We have attended two events at the ARF facility, a tour, and a birthday party, and enjoyed both. They were very similarly run, with some obvious extras included for the party that I will go over in a bit.

At both events we were toured around the facility, seeing more of the ‘behind the scenes’ areas with the tour than the party. Although the tour was with an older set of kids, so that may have been part of the reason. Our groups started out in both cases, watching a short video about the history of ARF including  how and why former Oakland A’s manager Tony La Russa came to found the animal rescue foundation. We were shown the cats and dogs that were at the center waiting for adoption, and learned about the volunteers that help keep the center running.

At the end of the tour we went to a room that housed a play veterinary hospital and pet store. At the party, the children were all given little stuffed doggies or cats and taught how to take care of them in the play veterinary office. They learned to brush their teeth, give them vaccines, and check in their ears. At the play store, they shopped for things they might need to take care of their new pets at home. Then, in both the tour and the party, we got to meet a live dog and get a lesson on how to safely and politely greet and pet a new dog.

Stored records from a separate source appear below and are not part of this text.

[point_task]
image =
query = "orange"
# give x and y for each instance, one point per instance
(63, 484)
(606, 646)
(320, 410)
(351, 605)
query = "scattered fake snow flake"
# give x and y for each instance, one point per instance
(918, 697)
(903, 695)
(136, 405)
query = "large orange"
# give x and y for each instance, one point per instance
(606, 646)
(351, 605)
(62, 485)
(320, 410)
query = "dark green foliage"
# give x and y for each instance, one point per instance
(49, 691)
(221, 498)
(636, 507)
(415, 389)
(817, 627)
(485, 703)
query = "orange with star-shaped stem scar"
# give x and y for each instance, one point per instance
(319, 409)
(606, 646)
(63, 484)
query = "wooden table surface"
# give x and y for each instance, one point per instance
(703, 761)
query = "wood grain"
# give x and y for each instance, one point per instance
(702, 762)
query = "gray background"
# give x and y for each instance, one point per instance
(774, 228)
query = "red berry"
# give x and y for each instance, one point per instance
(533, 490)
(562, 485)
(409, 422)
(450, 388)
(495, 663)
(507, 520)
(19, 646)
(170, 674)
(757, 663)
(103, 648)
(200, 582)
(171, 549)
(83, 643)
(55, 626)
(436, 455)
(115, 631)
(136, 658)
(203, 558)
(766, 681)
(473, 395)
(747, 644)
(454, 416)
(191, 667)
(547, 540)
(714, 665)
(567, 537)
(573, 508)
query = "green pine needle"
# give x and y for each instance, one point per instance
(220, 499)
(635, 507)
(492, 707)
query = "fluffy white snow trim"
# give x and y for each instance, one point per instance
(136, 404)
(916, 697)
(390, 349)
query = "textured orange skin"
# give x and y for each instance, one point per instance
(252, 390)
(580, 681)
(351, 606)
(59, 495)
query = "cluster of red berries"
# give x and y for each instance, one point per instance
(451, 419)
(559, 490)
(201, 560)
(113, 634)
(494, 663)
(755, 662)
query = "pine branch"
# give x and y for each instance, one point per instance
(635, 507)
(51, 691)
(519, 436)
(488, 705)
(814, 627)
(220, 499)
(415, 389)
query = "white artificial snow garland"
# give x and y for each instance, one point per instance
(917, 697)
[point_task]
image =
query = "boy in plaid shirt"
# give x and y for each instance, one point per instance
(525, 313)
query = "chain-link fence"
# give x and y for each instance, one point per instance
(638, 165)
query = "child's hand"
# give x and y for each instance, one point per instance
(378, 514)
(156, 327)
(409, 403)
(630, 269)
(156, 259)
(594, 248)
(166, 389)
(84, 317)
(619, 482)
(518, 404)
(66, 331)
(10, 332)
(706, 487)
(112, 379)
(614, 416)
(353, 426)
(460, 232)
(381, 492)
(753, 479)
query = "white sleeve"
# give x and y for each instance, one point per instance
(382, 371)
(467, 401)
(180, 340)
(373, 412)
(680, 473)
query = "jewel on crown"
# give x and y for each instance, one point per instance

This ended the tour, but the party went on to have snacks and cake, and gift opening before coming to an end.

I did not organize or set up either of these events, but was told by the person who set up the tour for us that it was a bit of a challenge to do so.  The parties are apparently the main way the center usually introduces children to the work of the foundation, and she was encouraged to take that path. Eventually she was able to set up a tour without a party, but this may or may not be something ARF is willing or able to do on a regular basis. For a party, on the other hand, there is information on the ARF website, and appears that would be something fairly straightforward to do. Everyone at the party we attended, kids and adults alike, appeared to have a terrific time.

I should also mention that you can of course, just show up and have a look around on your own without the benefit of an organized tour if you want. The animals are there to be seen, and hopefully find new homes after all. There are also some great volunteer opportunities for older kids too. So go check them out!